Francis looked blank and then thoughtful. Not given to making snap judgments he took his time answering.

‘Dick’s got the makings of a good farmer,’ he said at length, ‘which is surprising, considering the blood that runs in him but then, you can’t judge by that, or not entirely. That Potter son-in-law of yours over at Periwinkle is a lively spark and may do well once he’s outgrown his fancy notions! Where would you be thinking of zettling my cowman? On what’s left of old Edward Derwent’s plaace?’

‘Why not? There’s over a hundred acres if I threw in the sloping meadow that backs on the Big House. It’s small I know but he’d be on his own, except for a boy if he could get one and I believe he’s a good man with dairy cattle?’

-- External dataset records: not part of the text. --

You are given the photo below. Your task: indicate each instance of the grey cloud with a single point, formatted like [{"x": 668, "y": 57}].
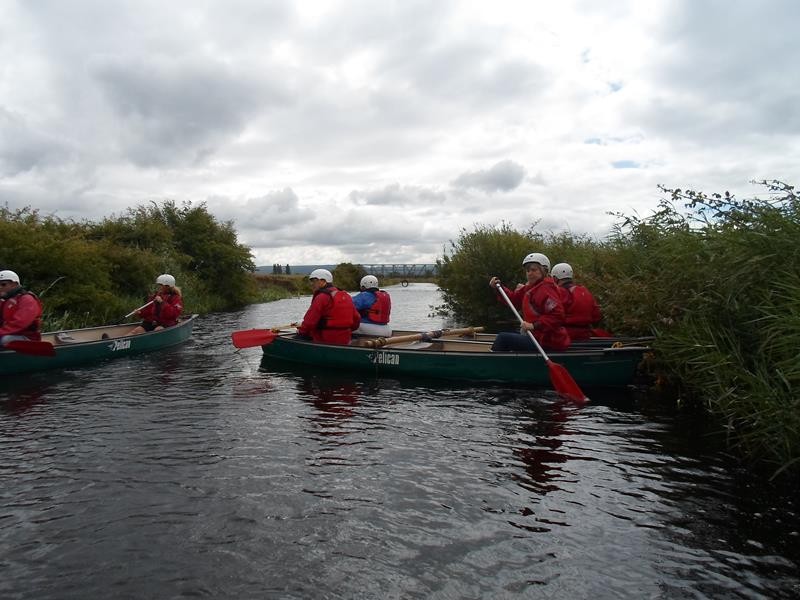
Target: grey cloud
[
  {"x": 502, "y": 177},
  {"x": 23, "y": 148},
  {"x": 272, "y": 212},
  {"x": 177, "y": 111},
  {"x": 396, "y": 195}
]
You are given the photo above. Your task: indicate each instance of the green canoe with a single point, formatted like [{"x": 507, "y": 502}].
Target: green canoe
[
  {"x": 90, "y": 345},
  {"x": 463, "y": 360}
]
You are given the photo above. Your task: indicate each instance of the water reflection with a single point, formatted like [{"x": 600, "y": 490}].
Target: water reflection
[
  {"x": 334, "y": 395},
  {"x": 537, "y": 445}
]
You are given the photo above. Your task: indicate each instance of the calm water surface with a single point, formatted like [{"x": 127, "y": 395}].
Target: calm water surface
[{"x": 205, "y": 472}]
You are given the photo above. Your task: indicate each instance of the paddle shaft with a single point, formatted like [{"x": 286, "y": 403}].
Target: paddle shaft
[
  {"x": 135, "y": 310},
  {"x": 250, "y": 338},
  {"x": 34, "y": 348},
  {"x": 380, "y": 342}
]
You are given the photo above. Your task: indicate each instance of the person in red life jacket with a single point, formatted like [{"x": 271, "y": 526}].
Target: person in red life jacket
[
  {"x": 375, "y": 307},
  {"x": 582, "y": 311},
  {"x": 332, "y": 317},
  {"x": 164, "y": 309},
  {"x": 542, "y": 310},
  {"x": 20, "y": 311}
]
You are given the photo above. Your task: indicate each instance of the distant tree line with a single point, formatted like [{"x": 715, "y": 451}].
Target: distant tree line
[
  {"x": 715, "y": 279},
  {"x": 92, "y": 273}
]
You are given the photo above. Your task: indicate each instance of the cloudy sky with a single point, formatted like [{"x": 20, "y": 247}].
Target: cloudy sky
[{"x": 373, "y": 131}]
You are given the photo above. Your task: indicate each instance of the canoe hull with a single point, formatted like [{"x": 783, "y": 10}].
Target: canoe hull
[
  {"x": 86, "y": 346},
  {"x": 611, "y": 367}
]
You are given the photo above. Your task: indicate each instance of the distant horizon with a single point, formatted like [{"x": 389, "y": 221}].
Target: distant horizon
[{"x": 305, "y": 269}]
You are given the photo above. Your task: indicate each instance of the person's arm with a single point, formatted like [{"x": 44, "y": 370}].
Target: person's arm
[
  {"x": 552, "y": 316},
  {"x": 26, "y": 312},
  {"x": 314, "y": 314},
  {"x": 356, "y": 319},
  {"x": 516, "y": 296},
  {"x": 363, "y": 300}
]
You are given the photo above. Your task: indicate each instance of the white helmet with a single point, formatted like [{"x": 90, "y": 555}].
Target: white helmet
[
  {"x": 537, "y": 258},
  {"x": 9, "y": 276},
  {"x": 165, "y": 279},
  {"x": 321, "y": 274},
  {"x": 562, "y": 271},
  {"x": 369, "y": 282}
]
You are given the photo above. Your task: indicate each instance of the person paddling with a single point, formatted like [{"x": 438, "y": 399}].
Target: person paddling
[
  {"x": 332, "y": 317},
  {"x": 20, "y": 311},
  {"x": 582, "y": 310},
  {"x": 164, "y": 307},
  {"x": 375, "y": 307}
]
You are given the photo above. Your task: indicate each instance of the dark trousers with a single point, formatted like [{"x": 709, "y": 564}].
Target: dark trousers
[{"x": 513, "y": 342}]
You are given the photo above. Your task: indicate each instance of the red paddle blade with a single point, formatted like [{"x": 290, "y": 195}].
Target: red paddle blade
[
  {"x": 564, "y": 384},
  {"x": 249, "y": 338},
  {"x": 31, "y": 347}
]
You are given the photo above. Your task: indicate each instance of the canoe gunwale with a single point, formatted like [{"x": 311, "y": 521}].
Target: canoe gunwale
[{"x": 594, "y": 367}]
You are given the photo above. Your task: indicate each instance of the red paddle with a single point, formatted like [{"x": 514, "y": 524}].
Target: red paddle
[
  {"x": 249, "y": 338},
  {"x": 562, "y": 381},
  {"x": 31, "y": 347}
]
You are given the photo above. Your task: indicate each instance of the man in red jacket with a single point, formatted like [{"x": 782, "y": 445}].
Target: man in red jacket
[
  {"x": 542, "y": 309},
  {"x": 582, "y": 310},
  {"x": 20, "y": 311},
  {"x": 332, "y": 317}
]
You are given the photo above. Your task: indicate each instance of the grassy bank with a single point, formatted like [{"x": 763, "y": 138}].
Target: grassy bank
[{"x": 715, "y": 279}]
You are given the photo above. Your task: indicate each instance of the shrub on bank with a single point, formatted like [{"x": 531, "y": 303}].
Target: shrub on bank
[
  {"x": 94, "y": 273},
  {"x": 716, "y": 279}
]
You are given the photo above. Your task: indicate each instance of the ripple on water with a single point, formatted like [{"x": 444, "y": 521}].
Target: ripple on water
[{"x": 200, "y": 472}]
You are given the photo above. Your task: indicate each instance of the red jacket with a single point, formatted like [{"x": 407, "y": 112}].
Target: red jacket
[
  {"x": 164, "y": 313},
  {"x": 21, "y": 314},
  {"x": 542, "y": 305},
  {"x": 380, "y": 310},
  {"x": 582, "y": 311},
  {"x": 331, "y": 318}
]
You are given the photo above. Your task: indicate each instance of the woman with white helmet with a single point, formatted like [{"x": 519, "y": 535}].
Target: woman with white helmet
[
  {"x": 20, "y": 311},
  {"x": 331, "y": 318},
  {"x": 375, "y": 307},
  {"x": 164, "y": 306},
  {"x": 542, "y": 309},
  {"x": 582, "y": 310}
]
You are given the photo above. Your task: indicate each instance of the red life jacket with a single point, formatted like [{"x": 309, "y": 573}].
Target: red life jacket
[
  {"x": 341, "y": 312},
  {"x": 543, "y": 304},
  {"x": 10, "y": 306},
  {"x": 381, "y": 309}
]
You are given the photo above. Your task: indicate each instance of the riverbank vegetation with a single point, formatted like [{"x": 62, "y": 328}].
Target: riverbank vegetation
[
  {"x": 91, "y": 273},
  {"x": 715, "y": 279}
]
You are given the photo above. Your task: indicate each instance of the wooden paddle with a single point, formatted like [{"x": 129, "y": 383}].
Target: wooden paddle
[
  {"x": 427, "y": 336},
  {"x": 31, "y": 347},
  {"x": 562, "y": 381},
  {"x": 133, "y": 312},
  {"x": 249, "y": 338}
]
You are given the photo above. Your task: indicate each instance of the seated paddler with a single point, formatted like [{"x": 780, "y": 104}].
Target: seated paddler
[
  {"x": 20, "y": 311},
  {"x": 375, "y": 307},
  {"x": 542, "y": 310},
  {"x": 332, "y": 317}
]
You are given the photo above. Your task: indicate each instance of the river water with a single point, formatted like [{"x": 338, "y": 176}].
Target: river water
[{"x": 203, "y": 472}]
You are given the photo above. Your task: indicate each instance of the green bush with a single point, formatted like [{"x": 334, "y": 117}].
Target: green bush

‘Arr!’ said Francis, guardedly, ‘he is that! Better than he be wi’ the beef. If he hadn’t been I wouldn’t have kept him all this time!’

It occurred to Paul that this eastern side of the estate bred an altogether different kind of man than the west or south. Within living memory Edward Derwent, Tamer Potter, Willoughby Senior and now Willoughby Junior had all grown to maturity on the exposed side of the Bluff. Perhaps the eastwinds, sweeping across the Downs, had tempered them in a way that it had not tempered amiable families like the Pitts, the Honeymans and the younger Eveleighs.

‘Dick Potter, by my reckoning, is twenty-six. If he stays on with you another year or so he won’t want to shift and he’ll be a hired man all his life. I’ve already had a word with Sam, his father, and he’s desperately keen we give the lad a chance, Francis. I’d appreciate it if you’d part with him and forgo any hopes you had of enclosing High Coombe within your own borders. However, I’m not going to do more than put it to you. If you’re opposed to the idea then we’ll forget it and say nothing to him. You’ve been a first-class tenant ever since your father died and I wouldn’t want to upset you. Take a day to think it over.’